Light Wave


Mysterious ‘Oh-My-God’ particle’s rival detected coming from beyond the Milky Way

By Jake Beardslee · November 24, 2023

In brief…

  • Recently detected subatomic particle likely came from beyond the Milky Way
  • Nicknamed "Amaterasu,” it struck Earth's atmosphere on May 27, 2021
  • Origins of these powerful cosmic rays remain mysterious
  • Amaterasu seems to come from an empty void, not a violent celestial event
The extremely rare cosmic ray rivals the power of the famous 1991 "Oh-My-God" particle.  Simon Swordy/Wikimedia

A rare, ultra-high-energy subatomic particle has been detected that likely originated from outside our galaxy, rivaling the power of the famous 1991 “Oh-My-God” particle, researchers revealed Thursday. The newly spotted cosmic ray, playfully nicknamed “Amaterasu” after a Japanese sun goddess, struck Earth’s atmosphere on May 27, 2021 carrying an energy equivalent to “dropping a brick on your toe from waist height,” study coauthor John Matthews said to CNN.

Although Utah’s Telescope Array and other detectors have spent years studying these high-energy cosmic particles that continually reach Earth, their puzzling origins stay a mystery.
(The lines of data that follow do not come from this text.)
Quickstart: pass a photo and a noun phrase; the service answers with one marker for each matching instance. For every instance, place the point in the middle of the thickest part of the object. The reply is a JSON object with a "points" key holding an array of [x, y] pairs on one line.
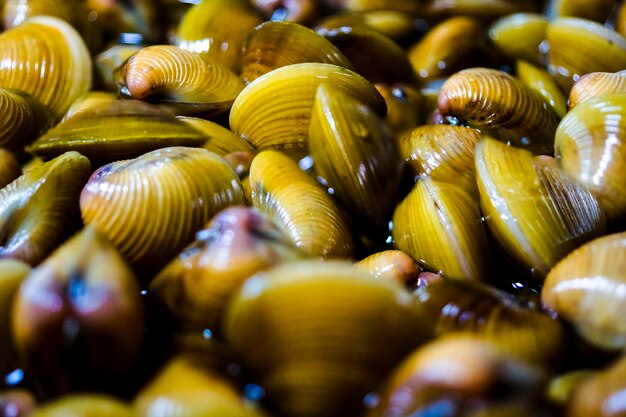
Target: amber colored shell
{"points": [[307, 321], [299, 206], [189, 82], [150, 207], [442, 152], [538, 213], [354, 151], [590, 145], [491, 99], [39, 210], [277, 44], [53, 61], [597, 84]]}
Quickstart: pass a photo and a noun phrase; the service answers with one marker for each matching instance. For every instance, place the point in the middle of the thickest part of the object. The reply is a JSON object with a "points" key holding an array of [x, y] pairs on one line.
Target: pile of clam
{"points": [[312, 208]]}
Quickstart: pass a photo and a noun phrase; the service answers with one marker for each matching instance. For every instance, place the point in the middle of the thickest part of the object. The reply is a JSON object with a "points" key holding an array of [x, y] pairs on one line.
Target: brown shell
{"points": [[150, 207], [491, 99]]}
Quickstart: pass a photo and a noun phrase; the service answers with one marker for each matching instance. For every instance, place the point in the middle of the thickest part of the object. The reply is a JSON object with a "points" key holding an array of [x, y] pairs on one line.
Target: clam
{"points": [[439, 225], [46, 58], [542, 82], [451, 45], [518, 36], [274, 110], [189, 82], [12, 273], [463, 374], [324, 334], [354, 152], [83, 405], [277, 44], [219, 29], [589, 145], [39, 210], [190, 385], [107, 130], [25, 119], [597, 84], [373, 55], [598, 49], [10, 169], [585, 289], [300, 206], [537, 212], [392, 265], [237, 243], [491, 99], [78, 317], [150, 207], [471, 307], [442, 152]]}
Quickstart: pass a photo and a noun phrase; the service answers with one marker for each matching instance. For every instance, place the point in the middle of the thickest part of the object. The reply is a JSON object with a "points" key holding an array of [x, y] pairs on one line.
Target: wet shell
{"points": [[188, 81], [299, 206], [519, 36], [324, 335], [590, 145], [597, 84], [439, 225], [78, 317], [538, 213], [274, 111], [274, 45], [373, 55], [357, 157], [39, 210], [440, 373], [491, 99], [442, 152], [10, 169], [392, 265], [53, 63], [598, 49], [219, 29], [448, 47], [584, 289], [109, 130], [150, 207], [198, 284]]}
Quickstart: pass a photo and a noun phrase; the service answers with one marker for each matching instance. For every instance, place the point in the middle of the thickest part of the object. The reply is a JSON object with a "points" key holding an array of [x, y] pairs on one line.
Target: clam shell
{"points": [[597, 84], [448, 47], [541, 81], [150, 207], [274, 45], [299, 206], [439, 225], [491, 99], [584, 289], [39, 210], [324, 334], [189, 82], [46, 58], [357, 157], [108, 130], [236, 244], [275, 109], [442, 152], [590, 146], [538, 213], [219, 29], [598, 49], [518, 36]]}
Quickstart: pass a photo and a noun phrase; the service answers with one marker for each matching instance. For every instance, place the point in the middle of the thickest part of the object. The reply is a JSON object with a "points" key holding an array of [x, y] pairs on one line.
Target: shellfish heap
{"points": [[201, 205]]}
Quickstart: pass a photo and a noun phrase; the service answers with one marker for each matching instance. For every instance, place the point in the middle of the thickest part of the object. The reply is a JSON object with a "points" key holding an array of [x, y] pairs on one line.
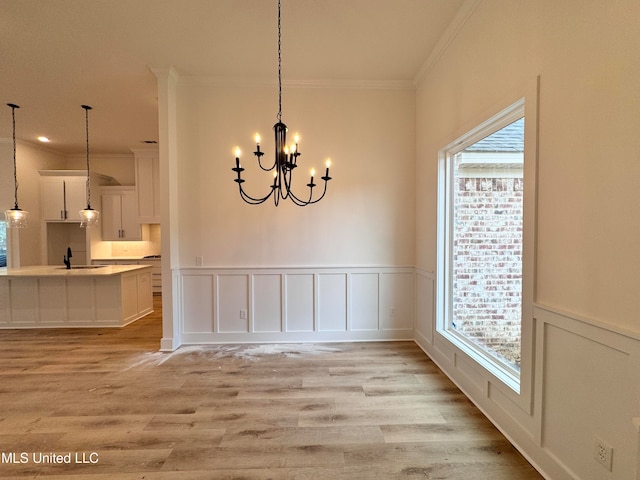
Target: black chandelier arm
{"points": [[252, 200], [259, 154], [301, 203]]}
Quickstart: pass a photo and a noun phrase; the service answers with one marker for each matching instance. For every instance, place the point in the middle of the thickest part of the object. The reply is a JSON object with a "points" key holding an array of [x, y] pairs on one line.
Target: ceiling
{"points": [[58, 54]]}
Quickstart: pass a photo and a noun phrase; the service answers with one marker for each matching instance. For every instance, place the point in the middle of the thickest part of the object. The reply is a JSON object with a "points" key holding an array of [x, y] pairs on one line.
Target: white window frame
{"points": [[498, 373]]}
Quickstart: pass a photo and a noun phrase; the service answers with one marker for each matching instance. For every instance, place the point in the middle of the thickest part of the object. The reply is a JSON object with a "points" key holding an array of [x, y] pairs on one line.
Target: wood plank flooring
{"points": [[110, 406]]}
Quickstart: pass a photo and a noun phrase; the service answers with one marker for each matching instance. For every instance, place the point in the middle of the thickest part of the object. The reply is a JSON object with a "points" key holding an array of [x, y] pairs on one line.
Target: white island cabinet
{"points": [[54, 297]]}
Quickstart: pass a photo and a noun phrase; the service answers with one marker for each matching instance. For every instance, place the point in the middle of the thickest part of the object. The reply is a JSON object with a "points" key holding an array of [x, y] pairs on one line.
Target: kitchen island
{"points": [[83, 296]]}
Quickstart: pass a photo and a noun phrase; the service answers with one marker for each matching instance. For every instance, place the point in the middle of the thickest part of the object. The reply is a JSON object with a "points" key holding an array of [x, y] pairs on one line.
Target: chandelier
{"points": [[15, 218], [88, 216], [285, 161]]}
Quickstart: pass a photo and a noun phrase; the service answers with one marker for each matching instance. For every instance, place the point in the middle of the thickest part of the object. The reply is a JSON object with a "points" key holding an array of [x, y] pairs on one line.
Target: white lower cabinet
{"points": [[154, 263]]}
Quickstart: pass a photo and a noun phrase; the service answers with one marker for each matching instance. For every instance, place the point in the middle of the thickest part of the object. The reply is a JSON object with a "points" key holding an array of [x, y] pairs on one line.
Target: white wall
{"points": [[367, 216], [263, 257], [585, 354]]}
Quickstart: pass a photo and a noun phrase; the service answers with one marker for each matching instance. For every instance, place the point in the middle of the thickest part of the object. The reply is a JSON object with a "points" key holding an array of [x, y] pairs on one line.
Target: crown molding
{"points": [[464, 14], [193, 80]]}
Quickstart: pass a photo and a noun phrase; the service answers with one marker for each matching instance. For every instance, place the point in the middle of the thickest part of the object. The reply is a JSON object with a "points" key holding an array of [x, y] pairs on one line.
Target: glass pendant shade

Previously assumed to come from the cosmos’s most fierce areas such as black holes, the biggest particles like Amaterasu surprisingly seem to originate from voids - hollow spaces like the “Local Void” next to our galaxy where no violent celestial occurrences have happened.

“If you take the two highest-energy events - the one that we just found, the ‘Oh-My-God’ particle - those don’t even seem to point to anything,” said Matthews. “It should be something relatively close. Astronomers with visible telescopes can’t see anything really big and really violent.”

While the atmosphere protects us, space radiation threatens astronauts. An expansion underway to Telescope Array’s current 507 detectors may reveal insights when complete. Amaterasu struck 23 at once, allowing calculation of its record-rivaling energy.